Construction & Development
- Construction growth will slow over 2017, with the public sector, infrastructure and housing offering potential bright spots.
- The outlook for construction activity will brighten if the government follows through with its commitment in the Autumn Statement to spend £23bn on innovation and infrastructure and unlock funding for affordable homes and private house building.
- An ageing construction workforce and the government’s decision to progress with the apprenticeship levy could further undermine labour supply in the short term.
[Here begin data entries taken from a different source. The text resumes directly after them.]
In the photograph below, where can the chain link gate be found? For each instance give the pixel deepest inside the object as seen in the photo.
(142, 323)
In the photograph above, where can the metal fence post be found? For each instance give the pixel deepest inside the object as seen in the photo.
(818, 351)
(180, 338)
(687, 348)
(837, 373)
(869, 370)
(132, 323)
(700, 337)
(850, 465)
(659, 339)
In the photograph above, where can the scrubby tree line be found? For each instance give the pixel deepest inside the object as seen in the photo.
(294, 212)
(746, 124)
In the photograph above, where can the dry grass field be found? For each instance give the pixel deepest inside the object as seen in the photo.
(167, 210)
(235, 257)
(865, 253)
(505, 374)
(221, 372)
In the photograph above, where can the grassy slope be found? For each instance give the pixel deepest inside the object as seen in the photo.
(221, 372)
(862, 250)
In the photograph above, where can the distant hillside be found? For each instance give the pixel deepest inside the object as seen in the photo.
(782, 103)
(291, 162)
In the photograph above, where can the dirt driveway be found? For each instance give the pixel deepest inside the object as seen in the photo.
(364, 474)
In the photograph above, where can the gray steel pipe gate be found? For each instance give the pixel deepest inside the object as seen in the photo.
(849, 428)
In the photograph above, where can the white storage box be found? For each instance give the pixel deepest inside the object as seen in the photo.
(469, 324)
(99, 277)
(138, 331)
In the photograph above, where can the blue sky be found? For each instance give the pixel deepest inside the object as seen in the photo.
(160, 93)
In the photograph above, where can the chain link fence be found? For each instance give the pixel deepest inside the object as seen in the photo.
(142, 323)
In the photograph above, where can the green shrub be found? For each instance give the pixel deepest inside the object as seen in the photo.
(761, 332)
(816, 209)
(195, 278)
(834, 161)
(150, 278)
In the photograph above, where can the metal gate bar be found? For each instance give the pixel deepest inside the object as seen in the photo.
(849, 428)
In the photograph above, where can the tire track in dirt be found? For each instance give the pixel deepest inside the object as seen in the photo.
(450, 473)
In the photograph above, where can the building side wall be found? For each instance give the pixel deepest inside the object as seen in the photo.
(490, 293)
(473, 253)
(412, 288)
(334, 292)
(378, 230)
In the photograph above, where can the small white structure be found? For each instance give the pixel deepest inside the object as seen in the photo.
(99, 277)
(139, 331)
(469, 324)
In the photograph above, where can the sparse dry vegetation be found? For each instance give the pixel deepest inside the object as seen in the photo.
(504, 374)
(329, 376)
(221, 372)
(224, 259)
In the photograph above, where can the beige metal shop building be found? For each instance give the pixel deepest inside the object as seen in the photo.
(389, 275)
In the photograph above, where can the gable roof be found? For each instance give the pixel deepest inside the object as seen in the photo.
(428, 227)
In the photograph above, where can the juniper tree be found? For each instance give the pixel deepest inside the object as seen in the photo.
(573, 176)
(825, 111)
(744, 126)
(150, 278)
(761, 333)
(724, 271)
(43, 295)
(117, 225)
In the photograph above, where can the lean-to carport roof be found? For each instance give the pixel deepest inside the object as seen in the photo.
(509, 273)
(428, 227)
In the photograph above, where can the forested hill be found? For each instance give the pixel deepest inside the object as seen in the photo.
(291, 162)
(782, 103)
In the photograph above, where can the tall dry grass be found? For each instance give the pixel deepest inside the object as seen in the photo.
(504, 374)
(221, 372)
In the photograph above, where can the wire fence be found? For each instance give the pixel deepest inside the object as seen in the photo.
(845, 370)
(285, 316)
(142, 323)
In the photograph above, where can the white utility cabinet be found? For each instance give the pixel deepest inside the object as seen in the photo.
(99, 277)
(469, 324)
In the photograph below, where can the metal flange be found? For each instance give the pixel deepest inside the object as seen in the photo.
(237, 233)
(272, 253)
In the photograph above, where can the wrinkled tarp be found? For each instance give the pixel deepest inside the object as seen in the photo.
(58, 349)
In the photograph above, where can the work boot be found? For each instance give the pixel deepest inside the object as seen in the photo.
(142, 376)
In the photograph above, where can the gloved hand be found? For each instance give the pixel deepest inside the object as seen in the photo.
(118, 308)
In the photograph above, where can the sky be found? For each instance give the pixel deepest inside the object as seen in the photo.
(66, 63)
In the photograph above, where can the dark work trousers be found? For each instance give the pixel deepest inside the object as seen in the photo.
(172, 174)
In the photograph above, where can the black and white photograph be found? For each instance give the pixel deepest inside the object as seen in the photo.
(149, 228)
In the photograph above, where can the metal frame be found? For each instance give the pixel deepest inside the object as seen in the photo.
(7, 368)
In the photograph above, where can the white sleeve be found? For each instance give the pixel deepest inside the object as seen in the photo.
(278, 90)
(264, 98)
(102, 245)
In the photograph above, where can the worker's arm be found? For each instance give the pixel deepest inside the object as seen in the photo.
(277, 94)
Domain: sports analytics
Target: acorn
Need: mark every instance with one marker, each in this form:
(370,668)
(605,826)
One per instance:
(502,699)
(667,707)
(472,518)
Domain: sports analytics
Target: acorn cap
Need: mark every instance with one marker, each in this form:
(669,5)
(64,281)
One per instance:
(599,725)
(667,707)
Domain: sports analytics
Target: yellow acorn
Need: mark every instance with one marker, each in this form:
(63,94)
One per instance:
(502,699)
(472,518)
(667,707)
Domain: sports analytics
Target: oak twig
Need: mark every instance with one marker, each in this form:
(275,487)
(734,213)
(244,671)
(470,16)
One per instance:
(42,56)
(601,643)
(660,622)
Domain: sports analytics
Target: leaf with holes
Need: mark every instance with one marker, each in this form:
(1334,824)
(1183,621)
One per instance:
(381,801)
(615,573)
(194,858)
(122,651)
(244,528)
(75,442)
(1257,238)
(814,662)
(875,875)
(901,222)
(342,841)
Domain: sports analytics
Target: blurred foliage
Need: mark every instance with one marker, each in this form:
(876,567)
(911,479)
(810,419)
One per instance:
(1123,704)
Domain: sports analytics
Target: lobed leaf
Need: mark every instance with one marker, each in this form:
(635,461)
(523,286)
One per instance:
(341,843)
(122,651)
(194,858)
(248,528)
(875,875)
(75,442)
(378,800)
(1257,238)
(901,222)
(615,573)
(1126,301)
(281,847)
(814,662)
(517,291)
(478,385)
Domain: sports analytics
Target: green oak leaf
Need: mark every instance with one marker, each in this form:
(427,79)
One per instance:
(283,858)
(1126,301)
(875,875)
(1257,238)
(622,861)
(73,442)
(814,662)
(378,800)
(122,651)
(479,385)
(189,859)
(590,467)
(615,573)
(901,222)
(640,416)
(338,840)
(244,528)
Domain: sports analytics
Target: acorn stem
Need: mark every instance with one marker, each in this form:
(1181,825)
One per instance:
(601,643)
Skills shortages may be further exacerbated in the coming months given recent government rhetoric around immigration policy, combined with the effects of the falling pound on the earning power of EU workers in their domestic currencies.
- Developers may look towards more strategic refurbishments, given quicker speed to market and greater certainty of delivery than costlier new build projects.
- Innovation in construction methods, such as off-site fabrication will present opportunities to enhance efficiency and alleviate skills pressures. Creative use of materials, such as mass timber, are coming to the fore with the potential to deliver cost and programme savings coupled with experiential and sustainability benefits.